Das Warten ist das Schlimmste, das sage ich ganz offen, noch schlimmer als die Fliegen und der Gestank und alles andere.
Bei dem Gestank muss ich ständig an Beschreibungen der jüdischen Ghettos im Osten denken, von denen wir in der Hitlerjugend gelernt haben, so soll es dort nämlich auch riechen (wahrscheinlich noch schlimmer, auch ohne, dass dort Krieg und Mangel herrschen).
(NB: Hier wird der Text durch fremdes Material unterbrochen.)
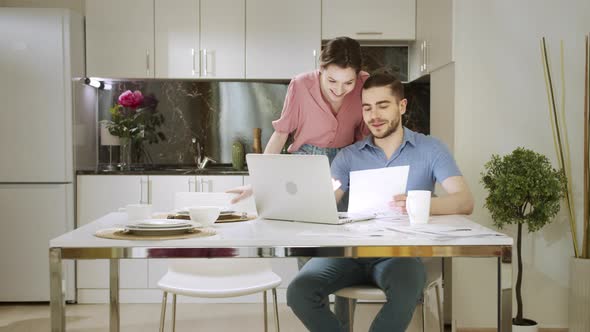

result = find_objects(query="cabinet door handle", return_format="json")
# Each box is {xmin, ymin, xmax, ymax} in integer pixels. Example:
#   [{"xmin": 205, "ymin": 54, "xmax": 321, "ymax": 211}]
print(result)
[
  {"xmin": 313, "ymin": 50, "xmax": 318, "ymax": 70},
  {"xmin": 148, "ymin": 180, "xmax": 154, "ymax": 204},
  {"xmin": 139, "ymin": 178, "xmax": 147, "ymax": 204},
  {"xmin": 356, "ymin": 31, "xmax": 383, "ymax": 36},
  {"xmin": 145, "ymin": 50, "xmax": 150, "ymax": 76},
  {"xmin": 424, "ymin": 40, "xmax": 430, "ymax": 72},
  {"xmin": 202, "ymin": 48, "xmax": 209, "ymax": 77},
  {"xmin": 191, "ymin": 48, "xmax": 196, "ymax": 76},
  {"xmin": 420, "ymin": 41, "xmax": 426, "ymax": 73}
]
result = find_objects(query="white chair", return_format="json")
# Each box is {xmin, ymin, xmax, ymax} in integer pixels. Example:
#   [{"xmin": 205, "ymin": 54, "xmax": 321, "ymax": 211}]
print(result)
[
  {"xmin": 158, "ymin": 193, "xmax": 281, "ymax": 332},
  {"xmin": 334, "ymin": 259, "xmax": 444, "ymax": 332}
]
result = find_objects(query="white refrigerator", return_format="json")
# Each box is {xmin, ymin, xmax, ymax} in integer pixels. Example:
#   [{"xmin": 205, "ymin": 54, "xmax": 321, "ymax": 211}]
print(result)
[{"xmin": 0, "ymin": 8, "xmax": 84, "ymax": 302}]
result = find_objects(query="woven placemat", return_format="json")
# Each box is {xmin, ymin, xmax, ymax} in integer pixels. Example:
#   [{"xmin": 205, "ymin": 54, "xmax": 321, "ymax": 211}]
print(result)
[{"xmin": 94, "ymin": 228, "xmax": 217, "ymax": 241}]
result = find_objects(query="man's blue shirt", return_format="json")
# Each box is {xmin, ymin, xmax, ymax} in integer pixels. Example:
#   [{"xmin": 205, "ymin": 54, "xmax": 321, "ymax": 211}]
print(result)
[{"xmin": 332, "ymin": 127, "xmax": 461, "ymax": 192}]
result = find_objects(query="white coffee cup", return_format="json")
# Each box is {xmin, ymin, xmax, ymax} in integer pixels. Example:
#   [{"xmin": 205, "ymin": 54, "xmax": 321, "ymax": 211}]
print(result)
[
  {"xmin": 125, "ymin": 204, "xmax": 152, "ymax": 220},
  {"xmin": 188, "ymin": 206, "xmax": 221, "ymax": 226},
  {"xmin": 406, "ymin": 190, "xmax": 432, "ymax": 224}
]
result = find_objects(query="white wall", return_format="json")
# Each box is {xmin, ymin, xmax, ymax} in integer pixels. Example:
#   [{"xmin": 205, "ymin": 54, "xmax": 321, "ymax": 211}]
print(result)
[
  {"xmin": 453, "ymin": 0, "xmax": 590, "ymax": 327},
  {"xmin": 0, "ymin": 0, "xmax": 84, "ymax": 15}
]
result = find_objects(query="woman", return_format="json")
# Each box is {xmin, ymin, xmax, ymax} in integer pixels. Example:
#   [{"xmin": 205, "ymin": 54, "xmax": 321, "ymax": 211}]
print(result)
[{"xmin": 228, "ymin": 37, "xmax": 369, "ymax": 203}]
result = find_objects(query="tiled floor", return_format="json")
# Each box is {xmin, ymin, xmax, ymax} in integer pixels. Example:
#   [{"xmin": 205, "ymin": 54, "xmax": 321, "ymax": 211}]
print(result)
[{"xmin": 0, "ymin": 303, "xmax": 434, "ymax": 332}]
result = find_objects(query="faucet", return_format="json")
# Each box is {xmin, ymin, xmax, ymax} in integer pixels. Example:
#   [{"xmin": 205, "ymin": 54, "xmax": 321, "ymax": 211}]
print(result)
[
  {"xmin": 198, "ymin": 156, "xmax": 217, "ymax": 169},
  {"xmin": 191, "ymin": 137, "xmax": 202, "ymax": 165},
  {"xmin": 191, "ymin": 137, "xmax": 217, "ymax": 169}
]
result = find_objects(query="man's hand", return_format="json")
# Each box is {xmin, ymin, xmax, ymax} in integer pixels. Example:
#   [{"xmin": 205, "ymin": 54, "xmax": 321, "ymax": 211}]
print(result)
[
  {"xmin": 389, "ymin": 194, "xmax": 408, "ymax": 214},
  {"xmin": 225, "ymin": 184, "xmax": 252, "ymax": 204}
]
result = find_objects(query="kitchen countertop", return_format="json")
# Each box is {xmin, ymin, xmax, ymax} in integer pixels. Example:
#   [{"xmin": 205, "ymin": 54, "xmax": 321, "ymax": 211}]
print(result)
[{"xmin": 76, "ymin": 164, "xmax": 248, "ymax": 175}]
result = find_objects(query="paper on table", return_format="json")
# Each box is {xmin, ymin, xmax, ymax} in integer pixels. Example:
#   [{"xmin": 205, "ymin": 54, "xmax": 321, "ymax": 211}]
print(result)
[{"xmin": 348, "ymin": 166, "xmax": 410, "ymax": 215}]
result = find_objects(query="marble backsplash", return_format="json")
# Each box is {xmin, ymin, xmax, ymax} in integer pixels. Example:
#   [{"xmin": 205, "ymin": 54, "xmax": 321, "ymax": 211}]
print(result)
[{"xmin": 97, "ymin": 80, "xmax": 430, "ymax": 167}]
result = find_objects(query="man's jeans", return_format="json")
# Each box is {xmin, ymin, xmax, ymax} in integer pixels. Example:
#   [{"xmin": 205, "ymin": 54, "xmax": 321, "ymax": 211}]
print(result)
[{"xmin": 287, "ymin": 258, "xmax": 426, "ymax": 332}]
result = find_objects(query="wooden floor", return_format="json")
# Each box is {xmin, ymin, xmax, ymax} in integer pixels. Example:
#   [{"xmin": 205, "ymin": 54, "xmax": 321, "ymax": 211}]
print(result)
[{"xmin": 0, "ymin": 303, "xmax": 435, "ymax": 332}]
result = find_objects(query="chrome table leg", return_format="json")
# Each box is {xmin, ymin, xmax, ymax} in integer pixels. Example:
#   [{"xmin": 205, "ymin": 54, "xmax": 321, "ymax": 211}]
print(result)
[
  {"xmin": 109, "ymin": 258, "xmax": 121, "ymax": 332},
  {"xmin": 49, "ymin": 248, "xmax": 66, "ymax": 332}
]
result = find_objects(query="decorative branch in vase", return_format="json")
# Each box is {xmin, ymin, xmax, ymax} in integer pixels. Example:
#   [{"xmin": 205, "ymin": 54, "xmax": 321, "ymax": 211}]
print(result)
[
  {"xmin": 541, "ymin": 35, "xmax": 590, "ymax": 332},
  {"xmin": 107, "ymin": 90, "xmax": 166, "ymax": 169}
]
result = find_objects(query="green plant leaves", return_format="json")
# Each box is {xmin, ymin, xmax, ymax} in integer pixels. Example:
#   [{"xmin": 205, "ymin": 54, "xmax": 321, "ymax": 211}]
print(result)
[{"xmin": 481, "ymin": 148, "xmax": 566, "ymax": 232}]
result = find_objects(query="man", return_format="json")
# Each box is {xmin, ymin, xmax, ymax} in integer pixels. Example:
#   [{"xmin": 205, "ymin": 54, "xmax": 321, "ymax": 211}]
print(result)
[{"xmin": 287, "ymin": 73, "xmax": 473, "ymax": 332}]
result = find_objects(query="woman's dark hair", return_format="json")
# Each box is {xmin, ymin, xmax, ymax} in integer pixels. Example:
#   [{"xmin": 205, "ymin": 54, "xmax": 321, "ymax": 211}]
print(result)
[
  {"xmin": 320, "ymin": 37, "xmax": 362, "ymax": 74},
  {"xmin": 363, "ymin": 69, "xmax": 405, "ymax": 102}
]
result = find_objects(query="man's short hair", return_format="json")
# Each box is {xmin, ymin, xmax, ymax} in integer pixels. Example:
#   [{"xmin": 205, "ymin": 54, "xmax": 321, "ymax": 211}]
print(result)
[{"xmin": 363, "ymin": 71, "xmax": 405, "ymax": 102}]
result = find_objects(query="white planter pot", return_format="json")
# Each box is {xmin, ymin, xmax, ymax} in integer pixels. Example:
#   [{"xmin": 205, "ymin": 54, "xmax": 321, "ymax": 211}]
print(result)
[
  {"xmin": 568, "ymin": 257, "xmax": 590, "ymax": 332},
  {"xmin": 512, "ymin": 324, "xmax": 539, "ymax": 332}
]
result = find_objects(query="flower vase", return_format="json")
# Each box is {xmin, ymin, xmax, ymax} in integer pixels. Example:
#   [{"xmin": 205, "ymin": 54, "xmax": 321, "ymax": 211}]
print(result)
[{"xmin": 119, "ymin": 137, "xmax": 133, "ymax": 171}]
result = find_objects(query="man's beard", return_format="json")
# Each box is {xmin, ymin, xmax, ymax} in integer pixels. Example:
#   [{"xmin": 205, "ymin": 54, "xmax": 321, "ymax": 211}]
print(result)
[{"xmin": 373, "ymin": 117, "xmax": 400, "ymax": 139}]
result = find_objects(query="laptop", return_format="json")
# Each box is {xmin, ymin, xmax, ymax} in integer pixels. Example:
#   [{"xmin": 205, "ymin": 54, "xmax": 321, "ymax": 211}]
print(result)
[{"xmin": 246, "ymin": 154, "xmax": 375, "ymax": 225}]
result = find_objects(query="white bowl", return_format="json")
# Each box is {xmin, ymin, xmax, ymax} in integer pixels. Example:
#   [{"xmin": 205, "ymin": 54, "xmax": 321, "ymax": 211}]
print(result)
[{"xmin": 188, "ymin": 206, "xmax": 221, "ymax": 226}]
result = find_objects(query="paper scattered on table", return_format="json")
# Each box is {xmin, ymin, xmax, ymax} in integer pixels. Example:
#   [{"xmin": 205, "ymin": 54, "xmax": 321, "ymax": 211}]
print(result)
[
  {"xmin": 298, "ymin": 220, "xmax": 505, "ymax": 241},
  {"xmin": 348, "ymin": 166, "xmax": 410, "ymax": 214}
]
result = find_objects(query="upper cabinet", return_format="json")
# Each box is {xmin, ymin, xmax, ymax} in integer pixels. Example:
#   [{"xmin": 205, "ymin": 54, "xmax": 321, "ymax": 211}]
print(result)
[
  {"xmin": 201, "ymin": 0, "xmax": 246, "ymax": 78},
  {"xmin": 86, "ymin": 0, "xmax": 420, "ymax": 79},
  {"xmin": 154, "ymin": 0, "xmax": 200, "ymax": 78},
  {"xmin": 246, "ymin": 0, "xmax": 321, "ymax": 79},
  {"xmin": 409, "ymin": 0, "xmax": 453, "ymax": 80},
  {"xmin": 86, "ymin": 0, "xmax": 154, "ymax": 78},
  {"xmin": 155, "ymin": 0, "xmax": 245, "ymax": 78},
  {"xmin": 322, "ymin": 0, "xmax": 416, "ymax": 41}
]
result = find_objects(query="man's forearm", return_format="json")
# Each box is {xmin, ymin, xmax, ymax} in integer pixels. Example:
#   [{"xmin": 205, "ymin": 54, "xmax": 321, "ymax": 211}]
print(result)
[{"xmin": 430, "ymin": 191, "xmax": 473, "ymax": 215}]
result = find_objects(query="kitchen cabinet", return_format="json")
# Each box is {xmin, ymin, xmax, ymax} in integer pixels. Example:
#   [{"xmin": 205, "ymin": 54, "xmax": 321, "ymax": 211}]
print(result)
[
  {"xmin": 201, "ymin": 0, "xmax": 246, "ymax": 78},
  {"xmin": 147, "ymin": 175, "xmax": 195, "ymax": 212},
  {"xmin": 246, "ymin": 0, "xmax": 321, "ymax": 79},
  {"xmin": 154, "ymin": 0, "xmax": 200, "ymax": 78},
  {"xmin": 409, "ymin": 0, "xmax": 453, "ymax": 80},
  {"xmin": 85, "ymin": 0, "xmax": 154, "ymax": 78},
  {"xmin": 154, "ymin": 0, "xmax": 246, "ymax": 78},
  {"xmin": 430, "ymin": 63, "xmax": 455, "ymax": 153},
  {"xmin": 322, "ymin": 0, "xmax": 416, "ymax": 41}
]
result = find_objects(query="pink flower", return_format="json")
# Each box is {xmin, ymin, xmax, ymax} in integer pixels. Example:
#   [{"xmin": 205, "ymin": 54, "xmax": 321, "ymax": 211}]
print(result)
[{"xmin": 119, "ymin": 90, "xmax": 143, "ymax": 108}]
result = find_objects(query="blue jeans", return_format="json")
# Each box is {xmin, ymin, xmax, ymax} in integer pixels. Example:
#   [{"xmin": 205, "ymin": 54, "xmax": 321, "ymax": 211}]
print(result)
[
  {"xmin": 287, "ymin": 258, "xmax": 426, "ymax": 332},
  {"xmin": 293, "ymin": 144, "xmax": 356, "ymax": 327}
]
Andererseits gibt es hier in Berlin keine Juden mehr, so sagen jedenfalls alle, auch wenn jedermann weiß, dass sich noch etliche versteckt halten müssen. Die sind nun mal so, hinterlistig und lichtscheu. Ich kann mir auch nicht vorstellen, so gefährlich und hinterhältig wie die sind, dass man die so einfach los wird, da kann der Goebbels lang und laut behaupten, Deutschland und ganz besonders Berlin seien längst judenfrei. Aber das Vaterland und der Führer haben heute sowieso andere Sorgen.

Walter, ein älterer Gefreiter und mein Vorgesetzter, mit dem ich mir die Stellung teile, vermutet, dass die östlichen Außenbezirke von Schildow bis Schönefeld schon in der Hand vom Iwan sind, aber der Oberscharführer hat gesagt, dass wir ihn überall zurückschlagen und dass die Armeen Wenck und Busse und auch der Steiner an der südwestlichen und nördlichen Stadtgrenze stehen und für raschen Entsatz sorgen und Tabula rasa mit dem Iwan machen werden. Außerdem ist der Führer vor Ort und hat alles im Griff, der ist ja extra dafür in Berlin geblieben. Als ich mich heute Morgen nach dem Appell ordentlich gemeldet und gefragt hab, ob wir dann bald Urlaub bekommen und über Nacht nach Hause könnten, hat der Oberscharführer nur geschnauzt, dass wir unsere Befehle hätten und in unsere Stellungen abhauen sollen. Na ja, immerhin hat er zum Schluss noch ein Macht’s gut, Jungens! draufgelegt.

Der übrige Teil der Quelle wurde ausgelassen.